Structure-aware 3D Hand Pose Regression from a Single Depth Image

Structure-aware 3D Hand Pose Regression from a Single Depth Image
Muhammad Jameel Nawaz Malik, Ahmed Elhayek, Didier Stricker
EuroVR (EuroVR-2018), October 22-23, London, United Kingdom

Hand pose tracking in 3D is an essential task for many virtual reality (VR) applications such as games and manipulating virtual objects with bare hands. CNN-based learning methods achieve the state-of-the-art accuracy by directly regressing 3D pose from a single depth image. However, the 3D pose estimated by these methods is coarse and kinematically unstable due to independent learning of sparse joint positions.
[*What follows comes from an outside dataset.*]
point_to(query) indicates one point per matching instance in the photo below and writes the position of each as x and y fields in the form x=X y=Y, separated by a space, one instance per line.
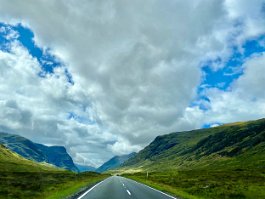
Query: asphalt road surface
x=117 y=187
In this paper, we propose a novel structureaware CNN-based algorithm which learns to automatically segment the hand from a raw depth image and estimate 3D hand pose jointly with new structural constraints. The constraints include fingers lengths, distances of joints along the kinematic chain and fingers inter-distances. Learning these constraints help to maintain a structural relation between the estimated joint keypoints. Also, we convert sparse representation of hand skeleton to dense by performing n-points interpolation between the pairs of parent and child joints. By comprehensive evaluation, we show the effectiveness of our approach and demonstrate competitive performance to the state-of-the-art methods on the public NYU hand pose dataset.
Hand pose, Depth image, Convolutional Neural Network (CNN)